Performances of Debussy’s only opera, Péleas et Mélisande, are scarce. A contemporary of Italian Verismo, Debussy’s score couldn’t be further removed. There is no naturalism here—and director Michael Boyd works brilliantly in this freer imaginary playground.
Mélisande (Andrea Caroll) slowly enters a fairytale world of dilapidated grandeur, dragging a ten-foot train. She rests at a crater in the stage, a pool lying just beneath the surface. Throughout, Peléas and Golaud compliment her beauty—her bewitching eyes, her youth, and her Rapunzel-length hair. The casting director has found a rare gem in Andrea Caroll—she has all these attributes (plus an excellent wig!) and she radiates wide-eyed innocence.

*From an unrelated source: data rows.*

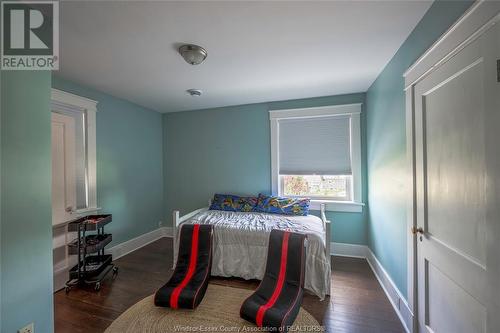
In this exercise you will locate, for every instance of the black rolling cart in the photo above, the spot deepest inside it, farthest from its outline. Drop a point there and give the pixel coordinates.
(93, 265)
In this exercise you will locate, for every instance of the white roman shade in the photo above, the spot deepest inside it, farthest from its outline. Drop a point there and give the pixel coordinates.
(320, 145)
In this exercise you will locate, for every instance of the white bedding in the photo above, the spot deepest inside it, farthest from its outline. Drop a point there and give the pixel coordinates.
(241, 240)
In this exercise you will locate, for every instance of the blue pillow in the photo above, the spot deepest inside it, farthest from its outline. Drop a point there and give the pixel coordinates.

In this first scene, Mélisande seems half woodland sprite, and the arrival of Gonaud in hunting gear brings an interruption from the outside world. Tom Piper’s set is unchanged throughout—but offers a multi-level world which Boyd makes us believe to be a wood at one moment, or a cave at the beach the next, before moving us again.
Castle walls in fantasy blue are ringed with grimy, glass-paned doors, adding to the feeling that everyone’s actions are watched. Into this more affluent world, rusty wrought iron is flung into corners, a staircase hovers above the pool and the floor is covered with woodland moss.

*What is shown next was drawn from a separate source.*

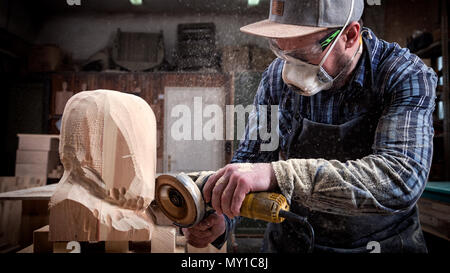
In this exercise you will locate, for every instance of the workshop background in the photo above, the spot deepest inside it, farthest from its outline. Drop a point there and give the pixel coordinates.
(167, 51)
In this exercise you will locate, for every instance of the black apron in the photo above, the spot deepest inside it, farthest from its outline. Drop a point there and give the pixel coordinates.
(338, 233)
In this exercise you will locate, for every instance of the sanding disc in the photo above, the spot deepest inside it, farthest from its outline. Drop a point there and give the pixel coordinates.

Debussy’s orchestral writing is luscious and Jac Van Steen creates a gorgeous sound (if often too loud) with the Philarmonia Orchestra. Debussy gives the best melodies to the orchestra, and even if you closed your eyes you could follow the story perfectly—the characters’ emotional journeys projected so clearly through the accompaniment.

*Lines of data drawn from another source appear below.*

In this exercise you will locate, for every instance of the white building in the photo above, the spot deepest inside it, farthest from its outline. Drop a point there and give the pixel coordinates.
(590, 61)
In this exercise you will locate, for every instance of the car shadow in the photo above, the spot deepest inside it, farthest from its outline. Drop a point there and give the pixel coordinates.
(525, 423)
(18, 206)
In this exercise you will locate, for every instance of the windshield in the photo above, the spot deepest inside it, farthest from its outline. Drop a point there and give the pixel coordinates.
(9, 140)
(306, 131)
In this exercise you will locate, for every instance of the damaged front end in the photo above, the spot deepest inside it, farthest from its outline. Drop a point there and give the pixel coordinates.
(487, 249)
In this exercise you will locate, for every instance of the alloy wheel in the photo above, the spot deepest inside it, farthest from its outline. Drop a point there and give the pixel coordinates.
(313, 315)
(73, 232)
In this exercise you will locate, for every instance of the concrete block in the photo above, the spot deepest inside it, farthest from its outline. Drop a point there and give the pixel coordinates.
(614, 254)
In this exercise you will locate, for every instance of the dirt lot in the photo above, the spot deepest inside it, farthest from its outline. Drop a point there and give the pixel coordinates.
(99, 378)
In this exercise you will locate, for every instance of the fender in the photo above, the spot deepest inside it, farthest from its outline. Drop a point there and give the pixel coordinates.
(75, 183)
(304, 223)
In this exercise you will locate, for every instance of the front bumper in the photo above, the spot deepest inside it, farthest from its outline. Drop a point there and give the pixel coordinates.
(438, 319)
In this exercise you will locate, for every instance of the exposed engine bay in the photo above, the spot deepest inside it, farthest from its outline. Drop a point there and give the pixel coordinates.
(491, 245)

The first half has a treacle-type pace—Mélisande seems detached from the world around her and we are simply observing her interactions with Gonaud and his brother Péleas. It’s hard to get wrapped up in the emotions here as there is a lot of metaphor and not much substance. Coming back from the interval, the tension ratchets up; acts 3 and 4 are filled with intrigue and suspense as Gonaud’s suspicions reach a climax.
Paul Gay’s Gonaud comes to life in the second half; gruff and quick-tempered, he uses his height to loom over the other characters. His passionate love for Mélisande is unfortunately far less believable than the subsequent hatred he projects so well. A highlight is Gonaud’s interrogation of Yniold (William Davis). Attempting to win the sweetly singing boy to his side with presents and gentle words, Gay captures the boiling rage and frustration which constantly bubbles over the surface, scaring his child.
Jonathan McGovern’s Péleas is youthful and fresh, his puppy dog love spilling out. He and Caroll make a fine pair—both blessed with beautiful lithe voice which soar across the full orchestration. Caroll is a star to watch; making her UK debut, she marries crystalline tone with exquisite interpretation and characterisation.
This is only Boyd’s third foray into the world of operatic directing. He’s chosen a minefield of a piece but has largely trodden a safe and illuminating path.